September 14, 2017 01:12 PM
Imagine a tube that could suck unwanted fish out of Minnesota’s lakes and rivers.
It seems like a bizarre idea. But you might soon see it in practice in the Twin Cities.
On Wednesday, the Aquatic Invasive Species Research Center at the University of Minnesota showcased its research. This is the only time each year all scientists involved in stopping the spread of aquatic invasive species get together to share ideas.
One demonstration, in particular, attracted a lot of attention.
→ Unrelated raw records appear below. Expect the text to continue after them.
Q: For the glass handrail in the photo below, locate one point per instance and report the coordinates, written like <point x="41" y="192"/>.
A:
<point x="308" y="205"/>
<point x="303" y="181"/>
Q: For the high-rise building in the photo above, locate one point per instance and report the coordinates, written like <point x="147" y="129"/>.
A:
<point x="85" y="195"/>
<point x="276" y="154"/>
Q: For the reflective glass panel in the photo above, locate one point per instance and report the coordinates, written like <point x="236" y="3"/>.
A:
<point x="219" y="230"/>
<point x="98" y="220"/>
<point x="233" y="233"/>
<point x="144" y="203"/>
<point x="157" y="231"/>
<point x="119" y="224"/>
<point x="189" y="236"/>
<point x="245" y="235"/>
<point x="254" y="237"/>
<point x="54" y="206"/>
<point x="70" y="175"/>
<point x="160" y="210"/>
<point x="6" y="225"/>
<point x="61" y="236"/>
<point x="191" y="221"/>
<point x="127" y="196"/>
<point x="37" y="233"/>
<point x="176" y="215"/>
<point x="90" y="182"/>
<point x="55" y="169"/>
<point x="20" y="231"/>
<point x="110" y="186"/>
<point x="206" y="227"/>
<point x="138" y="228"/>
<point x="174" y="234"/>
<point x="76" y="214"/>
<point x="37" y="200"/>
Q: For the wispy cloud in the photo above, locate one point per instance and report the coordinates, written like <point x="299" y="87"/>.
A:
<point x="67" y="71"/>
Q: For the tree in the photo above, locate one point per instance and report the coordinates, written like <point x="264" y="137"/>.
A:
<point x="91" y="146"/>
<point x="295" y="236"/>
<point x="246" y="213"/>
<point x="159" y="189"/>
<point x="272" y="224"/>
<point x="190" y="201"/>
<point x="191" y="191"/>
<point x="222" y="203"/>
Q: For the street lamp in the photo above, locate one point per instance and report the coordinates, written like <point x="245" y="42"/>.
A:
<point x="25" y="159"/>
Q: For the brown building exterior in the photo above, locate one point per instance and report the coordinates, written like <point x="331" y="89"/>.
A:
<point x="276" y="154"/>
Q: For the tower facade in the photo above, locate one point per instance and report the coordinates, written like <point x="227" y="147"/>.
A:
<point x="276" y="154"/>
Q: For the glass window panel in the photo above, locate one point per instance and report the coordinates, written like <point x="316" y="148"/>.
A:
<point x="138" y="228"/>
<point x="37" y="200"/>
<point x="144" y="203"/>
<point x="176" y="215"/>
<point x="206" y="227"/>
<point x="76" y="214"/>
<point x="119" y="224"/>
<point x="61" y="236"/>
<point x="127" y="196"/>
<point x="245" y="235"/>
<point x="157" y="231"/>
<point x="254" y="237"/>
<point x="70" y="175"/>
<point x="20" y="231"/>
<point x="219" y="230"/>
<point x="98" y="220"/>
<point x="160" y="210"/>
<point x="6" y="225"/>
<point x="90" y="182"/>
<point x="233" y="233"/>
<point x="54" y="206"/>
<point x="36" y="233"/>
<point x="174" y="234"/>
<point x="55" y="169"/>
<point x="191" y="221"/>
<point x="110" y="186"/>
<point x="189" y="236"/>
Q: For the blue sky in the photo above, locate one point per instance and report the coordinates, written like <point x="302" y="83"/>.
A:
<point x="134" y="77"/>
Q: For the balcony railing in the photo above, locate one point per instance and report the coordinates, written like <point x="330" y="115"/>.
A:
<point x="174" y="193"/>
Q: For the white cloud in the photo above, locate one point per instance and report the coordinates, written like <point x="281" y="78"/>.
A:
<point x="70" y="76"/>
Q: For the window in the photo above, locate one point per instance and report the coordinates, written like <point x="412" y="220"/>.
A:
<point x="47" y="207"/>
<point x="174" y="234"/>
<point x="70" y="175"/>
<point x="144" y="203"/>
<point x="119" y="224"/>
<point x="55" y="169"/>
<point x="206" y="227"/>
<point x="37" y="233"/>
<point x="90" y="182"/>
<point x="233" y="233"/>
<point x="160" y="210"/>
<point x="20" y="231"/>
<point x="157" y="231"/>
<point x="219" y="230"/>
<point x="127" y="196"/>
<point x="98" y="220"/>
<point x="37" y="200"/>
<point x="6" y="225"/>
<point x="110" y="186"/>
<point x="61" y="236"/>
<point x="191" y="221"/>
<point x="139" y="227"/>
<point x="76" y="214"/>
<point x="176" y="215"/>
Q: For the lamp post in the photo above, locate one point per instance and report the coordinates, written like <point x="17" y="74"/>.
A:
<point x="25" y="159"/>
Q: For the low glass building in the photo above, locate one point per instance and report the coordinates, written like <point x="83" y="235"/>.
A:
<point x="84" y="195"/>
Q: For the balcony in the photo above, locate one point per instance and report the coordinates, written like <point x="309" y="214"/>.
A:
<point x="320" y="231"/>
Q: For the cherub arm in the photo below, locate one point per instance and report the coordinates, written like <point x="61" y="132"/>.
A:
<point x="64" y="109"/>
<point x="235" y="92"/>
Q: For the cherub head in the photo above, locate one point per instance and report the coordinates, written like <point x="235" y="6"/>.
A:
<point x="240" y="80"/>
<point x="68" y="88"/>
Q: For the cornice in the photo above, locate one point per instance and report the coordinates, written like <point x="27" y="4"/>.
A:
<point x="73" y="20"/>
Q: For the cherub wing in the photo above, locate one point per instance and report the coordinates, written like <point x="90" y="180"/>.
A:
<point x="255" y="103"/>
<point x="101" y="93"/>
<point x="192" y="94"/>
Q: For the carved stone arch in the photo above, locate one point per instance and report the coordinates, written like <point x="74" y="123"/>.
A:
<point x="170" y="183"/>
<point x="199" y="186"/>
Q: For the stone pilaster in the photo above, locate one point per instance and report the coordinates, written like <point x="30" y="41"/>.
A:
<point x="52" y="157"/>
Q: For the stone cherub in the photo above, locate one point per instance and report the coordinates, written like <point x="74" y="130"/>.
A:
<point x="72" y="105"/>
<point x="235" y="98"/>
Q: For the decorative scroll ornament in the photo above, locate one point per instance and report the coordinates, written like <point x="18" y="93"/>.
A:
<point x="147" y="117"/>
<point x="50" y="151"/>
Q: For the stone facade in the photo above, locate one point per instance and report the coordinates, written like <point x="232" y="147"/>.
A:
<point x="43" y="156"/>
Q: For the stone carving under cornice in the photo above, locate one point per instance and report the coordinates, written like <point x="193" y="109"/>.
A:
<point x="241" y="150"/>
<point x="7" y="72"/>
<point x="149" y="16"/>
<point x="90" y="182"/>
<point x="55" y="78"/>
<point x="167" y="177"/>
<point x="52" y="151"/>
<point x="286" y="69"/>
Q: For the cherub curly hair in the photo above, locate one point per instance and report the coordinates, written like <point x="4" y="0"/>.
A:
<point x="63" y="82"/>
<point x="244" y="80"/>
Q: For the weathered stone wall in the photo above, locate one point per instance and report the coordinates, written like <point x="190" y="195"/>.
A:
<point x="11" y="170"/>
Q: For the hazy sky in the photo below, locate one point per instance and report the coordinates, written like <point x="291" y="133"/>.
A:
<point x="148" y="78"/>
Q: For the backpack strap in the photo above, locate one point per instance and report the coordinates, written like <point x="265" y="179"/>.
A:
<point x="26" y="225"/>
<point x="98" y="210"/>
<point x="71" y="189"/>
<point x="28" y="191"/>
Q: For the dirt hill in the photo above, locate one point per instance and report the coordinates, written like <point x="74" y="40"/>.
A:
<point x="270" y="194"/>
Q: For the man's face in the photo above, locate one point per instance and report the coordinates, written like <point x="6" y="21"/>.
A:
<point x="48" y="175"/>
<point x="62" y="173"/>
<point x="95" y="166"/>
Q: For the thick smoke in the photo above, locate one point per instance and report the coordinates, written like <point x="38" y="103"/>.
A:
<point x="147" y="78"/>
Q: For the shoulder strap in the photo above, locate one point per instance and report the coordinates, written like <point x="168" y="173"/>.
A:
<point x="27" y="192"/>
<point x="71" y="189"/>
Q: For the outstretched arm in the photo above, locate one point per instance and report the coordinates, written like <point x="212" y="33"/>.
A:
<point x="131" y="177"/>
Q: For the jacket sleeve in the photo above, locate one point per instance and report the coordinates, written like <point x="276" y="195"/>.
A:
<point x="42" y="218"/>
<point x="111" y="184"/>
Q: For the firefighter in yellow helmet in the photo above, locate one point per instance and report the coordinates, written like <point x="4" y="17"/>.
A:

In the Pacific Northwest, it is nicknamed the Salmon Cannon.
A company called Whooshh Innovations developed it to transport migrating salmon over huge dams.
Researchers said the fish transport system can be used in Minnesota to get rid of invasive carp.
Todd Deligan with Whooshh Innovations said invasive carp could literally remove themselves from the water.
"That is the intent, absolutely," he said.
Here's how it works: migrating invasive carp swim into the tube, and they are then sucked out of the water.
Deligan said there is an underwater screening system to protect native fish.
"We in fact take pictures before they actually get to the tube themselves," he said. "From the scanning system, we then make a determination whether the fish is going to be bypassed; like an invasive species can be sent to a fertilizer truck and a native species can be sent to an appropriate tube for transport over any kind of distance that you want."
Whooshh Innovations said it has already created a system that transports salmon more than one-third of a mile over a 185-foot high dam.
Minnesota is the first state to use the Salmon Cannon to try and stop the spread of invasive carp species.
In March of 2018, AISRC scientists will put the fish transport system into Rice Creek - just upstream of Long Lake in New Brighton. March is the time of year when carp start to migrate to spawn.